Las calles de la ciudad se fueron haciendo mías poco a poco. Muy lentamente pero de modo constante iban perdiendo el tinte bohemio que las enseñanzas de mi mimo triste les habían adjudicado. Comer ya no era una aventura, ya no había amigos fantasma que nos librasen de un ataque repentino de hambre. Si me apetecía podía entrar en cualquier restaurante y pedir el plato más caro, pero nunca me apetecía. De la misma forma que el sueño le resultaba absolutamente prescindible, el cuerpo que ocupaba no parecía necesitar ningún sustento. Cuando me alimentaba lo hacía por obligación, para sentirme un poco más parte de la ciudad por la que me movía. Entraba en los locales para sentir el calor o el frío de las personas sentadas a mi alrededor y me gustaba pensar que yo también era normal. Pedía platos que veía disfrutar a mis vecinos de mesa para recordar lo que se sentía siendo como los demás; y pagaba después de haberme tomado un café solo porque era la costumbre. Nadie podría haber imaginado que yo era en realidad un monstruo. La creación aberrante del capricho de otros dos monstruos degenerados.

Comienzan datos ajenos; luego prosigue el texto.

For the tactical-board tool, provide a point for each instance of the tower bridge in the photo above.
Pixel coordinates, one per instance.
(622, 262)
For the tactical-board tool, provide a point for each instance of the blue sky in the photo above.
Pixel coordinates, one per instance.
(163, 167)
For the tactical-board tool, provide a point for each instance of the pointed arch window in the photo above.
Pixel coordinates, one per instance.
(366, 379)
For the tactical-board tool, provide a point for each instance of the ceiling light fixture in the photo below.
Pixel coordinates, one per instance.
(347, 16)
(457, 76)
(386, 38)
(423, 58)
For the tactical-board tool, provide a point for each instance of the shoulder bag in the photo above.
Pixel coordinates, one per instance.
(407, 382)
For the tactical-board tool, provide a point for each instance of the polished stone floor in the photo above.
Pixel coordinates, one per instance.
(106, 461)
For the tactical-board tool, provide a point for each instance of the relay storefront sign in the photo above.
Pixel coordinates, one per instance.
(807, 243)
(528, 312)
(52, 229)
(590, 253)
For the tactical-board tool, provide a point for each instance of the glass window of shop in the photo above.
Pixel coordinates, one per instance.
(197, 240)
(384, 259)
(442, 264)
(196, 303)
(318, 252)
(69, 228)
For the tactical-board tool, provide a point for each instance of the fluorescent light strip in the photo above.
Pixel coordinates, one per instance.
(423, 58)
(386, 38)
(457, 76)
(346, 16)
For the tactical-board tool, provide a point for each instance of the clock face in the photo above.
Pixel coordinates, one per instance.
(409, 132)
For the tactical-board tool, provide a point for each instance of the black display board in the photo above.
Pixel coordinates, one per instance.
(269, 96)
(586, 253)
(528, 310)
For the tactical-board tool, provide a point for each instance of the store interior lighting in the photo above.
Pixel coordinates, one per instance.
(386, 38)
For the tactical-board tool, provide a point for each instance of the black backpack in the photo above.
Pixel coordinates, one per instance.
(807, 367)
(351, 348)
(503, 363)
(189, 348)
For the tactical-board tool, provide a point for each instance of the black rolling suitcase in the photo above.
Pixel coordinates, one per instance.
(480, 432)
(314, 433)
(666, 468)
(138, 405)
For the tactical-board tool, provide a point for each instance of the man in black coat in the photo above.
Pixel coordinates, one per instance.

Me arrastraba por las calles porque o tenía ningún lugar adonde ir. Cuando hacía frío no me molestaba en refugiarme. Me castigaba por la pérdida de todo lo bueno que una vez había tenido: mi familia, Francois y el millón de oportunidades a las que había renunciado al aceptar el trato con la bruja del duende azul y esencia de melocotón.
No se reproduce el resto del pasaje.